AUSTIN, Texas -- The Longhorns have an offense that is still in its infancy, and, as such, it wobbled on its first and second steps all night against Oklahoma State.

Through the first three quarters Saturday, with the OSU defense still relatively fresh, Texas made more than five yards on first down only four times in 17 tries.

By third down, however, Texas had found is footing and its stride. The Longhorns converted 9 of 17 third downs. That's not quite the 60 percent clip the offense had boasted coming into the game. But add to that a 3-for-3 effort on fourth down and the numbers are there.

Of course it was the last of those conversions -- a fourth-and-6 -- that proved to be the biggest. But it might have been the 11 previous conversions that allowed the final fourth-down conversion to work.

First, Texas had confidence because it had been there and done that.

"You have got to see it and see it happen out there on the field," said co-offensive coordinator Bryan Harsin. "When the entire offense came out there [on the final drive], I thought those guys had poise. They seemed to operate really flawlessly in what we were giving them play-wise."

Second, Oklahoma State, because of what had happened on previous conversion attempts, did not have confidence.

"It really does grind on you, particularly the fourth-down play," said OSU defensive coordinator Bill Young. "The offense played well enough to keep us in the game, and if we make that stop, we win."

The Cowboys didn't make that play or plenty of others. On four of Texas' five scoring drives it was 5-of-7 in converting third downs. After the two misses on third down, Texas went for it on fourth down and kept the drive alive.

Now before labeling Mack Brown the new Riverboat Gambler of the Big 12 -- sorry, Tommy Tuberville -- it has to be understood that Texas' hand is forced.

The Longhorns have little faith in kicker Nick Jordan. The freshman is at just 43 percent on field goal attempts. So when Texas nears or crosses the 50-yard line it has become four-down territory, and that philosophy might not change against West Virginia. The Mountaineers' defense is unquestionably porous. So much so that a third down, let alone a fourth, could be a rare occasion. But on those drives in which Texas is faced with a third or fourth down, it will almost assuredly step on the gas rather than pausing.

Baylor converted on 11 of 16 third downs and was 1-of-1 on fourth downs against WVU. Before that WVU had allowed a commendable 42 percent of third downs to be converted. But before the Baylor game, the Mountaineers had not played an offense capable of controlling the game.

Texas, with its ability to keep drives alive on third and fourth downs, has become that type of offense. That might be one piece of hope the Longhorns hold close as they investigate the stats posted by the Mountaineers.

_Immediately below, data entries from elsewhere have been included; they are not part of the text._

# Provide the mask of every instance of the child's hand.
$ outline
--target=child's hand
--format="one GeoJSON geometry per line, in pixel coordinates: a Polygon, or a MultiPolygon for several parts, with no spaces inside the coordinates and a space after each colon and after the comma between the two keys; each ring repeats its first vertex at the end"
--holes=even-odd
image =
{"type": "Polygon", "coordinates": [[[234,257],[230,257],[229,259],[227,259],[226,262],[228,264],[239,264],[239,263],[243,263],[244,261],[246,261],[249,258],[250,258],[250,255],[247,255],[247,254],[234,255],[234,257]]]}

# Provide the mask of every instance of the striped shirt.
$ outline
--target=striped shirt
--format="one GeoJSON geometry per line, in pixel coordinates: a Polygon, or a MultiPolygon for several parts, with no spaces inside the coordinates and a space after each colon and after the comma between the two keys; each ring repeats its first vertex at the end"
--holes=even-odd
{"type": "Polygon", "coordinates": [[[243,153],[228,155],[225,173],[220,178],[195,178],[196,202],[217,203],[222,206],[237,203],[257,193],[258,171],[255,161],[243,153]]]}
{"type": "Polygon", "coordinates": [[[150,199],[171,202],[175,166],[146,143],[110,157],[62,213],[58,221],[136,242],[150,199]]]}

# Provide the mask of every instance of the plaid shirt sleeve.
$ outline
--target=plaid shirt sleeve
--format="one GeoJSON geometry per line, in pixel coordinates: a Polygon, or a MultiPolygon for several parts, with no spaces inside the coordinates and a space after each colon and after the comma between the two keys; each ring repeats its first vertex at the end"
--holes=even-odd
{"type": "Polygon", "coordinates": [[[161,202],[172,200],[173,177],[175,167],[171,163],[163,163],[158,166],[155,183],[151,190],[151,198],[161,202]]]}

The theory being: Texas can grind out drives, keeping the ball away from Geno Smith as much as possible. Not only could that keep West Virginia in check offensively, as much as a team that scored 70 could be kept in check, but it also wears down the Mountaineers' defense.

That was the MO used by Texas against Oklahoma State. The Longhorns ground out yard after yard and converted third down after third down through the first two quarters. By the time the second half came around, the Cowboys no longer had the juice to stop Texas.

"The biggest mistake that we made in my opinion is third downs in the first half," said OSU coach Mike Gundy.

Those mistakes led to Texas holding the ball for 36:36. And they led to two scoring drives in the fourth quarter in which Texas knifed straight through the defense, averaging nearly 10 yards per play and, of course, converting on fourth down when it mattered most.